A vitória eleitoral do PT, em 2002, deu início a um processo de deterioração do jornalismo, marcado pela escandalização de um lado só, contínuas distorções da realidade, com manipulação da verdade, construção de factoides e assassinato de reputações. Toda ação positiva do governo era ocultado, com progressiva disseminação da falsa ideia de que todos os problemas do Brasil possuíam um só nome (Lula) e uma só coloração (o vermelho do PT).
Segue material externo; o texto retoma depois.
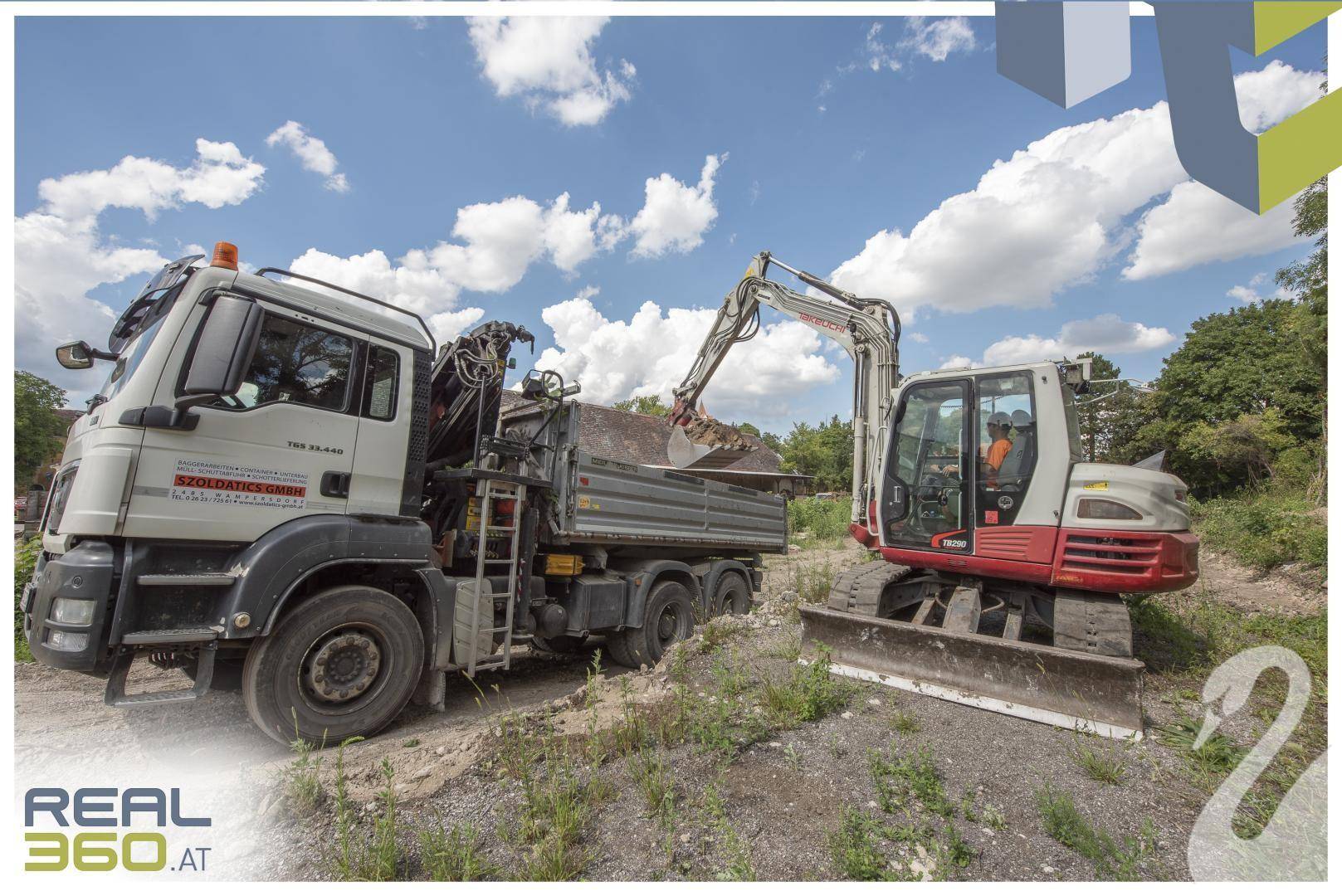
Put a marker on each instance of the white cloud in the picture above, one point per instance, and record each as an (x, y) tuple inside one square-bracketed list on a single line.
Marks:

Tal posicionamento, principalmente da imprensa majoritária, embora não propagandeado aos quatro ventos, tampouco era negado, tendo sido publicamente assumido em algumas oportunidades, como a contida na fala da então presidente da Associação Nacional de Jornais, Judite Brito, da Folha de São Paulo, que, em entrevista ao jornal O Globo, declarou que, ante a fragilização da oposição no Brasil, cabia aos meios de comunicação ocupar a posição oposicionista no país.
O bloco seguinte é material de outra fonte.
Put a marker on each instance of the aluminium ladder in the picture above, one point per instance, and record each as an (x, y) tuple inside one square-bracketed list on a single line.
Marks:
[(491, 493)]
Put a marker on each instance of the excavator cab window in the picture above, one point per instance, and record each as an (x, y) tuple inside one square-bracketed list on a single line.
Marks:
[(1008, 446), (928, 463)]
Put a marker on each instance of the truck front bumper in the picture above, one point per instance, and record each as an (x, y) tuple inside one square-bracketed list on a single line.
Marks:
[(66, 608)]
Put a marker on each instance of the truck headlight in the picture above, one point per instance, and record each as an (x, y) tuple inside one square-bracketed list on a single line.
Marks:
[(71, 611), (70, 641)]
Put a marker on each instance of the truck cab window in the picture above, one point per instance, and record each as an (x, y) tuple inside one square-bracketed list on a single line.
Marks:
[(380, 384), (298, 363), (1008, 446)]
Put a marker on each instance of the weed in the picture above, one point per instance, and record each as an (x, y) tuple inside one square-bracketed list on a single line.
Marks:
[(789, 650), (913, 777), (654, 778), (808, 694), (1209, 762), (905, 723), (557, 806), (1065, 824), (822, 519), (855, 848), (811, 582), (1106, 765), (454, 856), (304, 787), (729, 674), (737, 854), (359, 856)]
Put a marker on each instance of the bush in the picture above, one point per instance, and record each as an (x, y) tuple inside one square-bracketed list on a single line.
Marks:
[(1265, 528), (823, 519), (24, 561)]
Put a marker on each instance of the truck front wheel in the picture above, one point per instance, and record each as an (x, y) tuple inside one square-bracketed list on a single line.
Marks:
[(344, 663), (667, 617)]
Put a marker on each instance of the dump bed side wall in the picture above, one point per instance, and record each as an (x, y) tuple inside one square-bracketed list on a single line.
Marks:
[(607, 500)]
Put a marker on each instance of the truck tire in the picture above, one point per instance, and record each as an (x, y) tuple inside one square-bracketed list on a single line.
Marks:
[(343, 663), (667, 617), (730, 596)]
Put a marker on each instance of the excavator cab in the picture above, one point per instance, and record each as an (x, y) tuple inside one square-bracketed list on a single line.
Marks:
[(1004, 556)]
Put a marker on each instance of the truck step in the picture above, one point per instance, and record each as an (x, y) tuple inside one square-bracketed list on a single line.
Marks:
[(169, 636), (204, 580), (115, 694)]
O jornalista Luis Nassif, em sua séria de reportagens “O caso de Veja”, analisou com profundidade esse fenômeno de anti-jornalismo, para tanto utilizando a revista Veja como exemplo, a mesma publicação que o saudoso Paulo Henrique Amorim apelidou, jocosamente, de “detrito sólido de maré baixa”. Claro que não foi somente essa revista que resolveu chafurdar nesse lodaçal, servindo somente de modelo, pois se tratava do maior semanário do país e possuía um passado com boa reputação. Disse Nassif2:
Gradativamente, o maior semanário brasileiro foi se transformando em um pasquim sem compromisso com o jornalismo, recorrendo a ataques desqualificadores contra quem atravessasse seu caminho, envolvendo-se em guerras comerciais e aceitando que suas páginas e sites abrigassem matérias e colunas do mais puro esgoto jornalístico.
No bojo da séria, cuja leitura se recomenda, Nassif aponta os vícios do antijornalismo, a motivação de seu surgimento e aponta caminhos a seguir.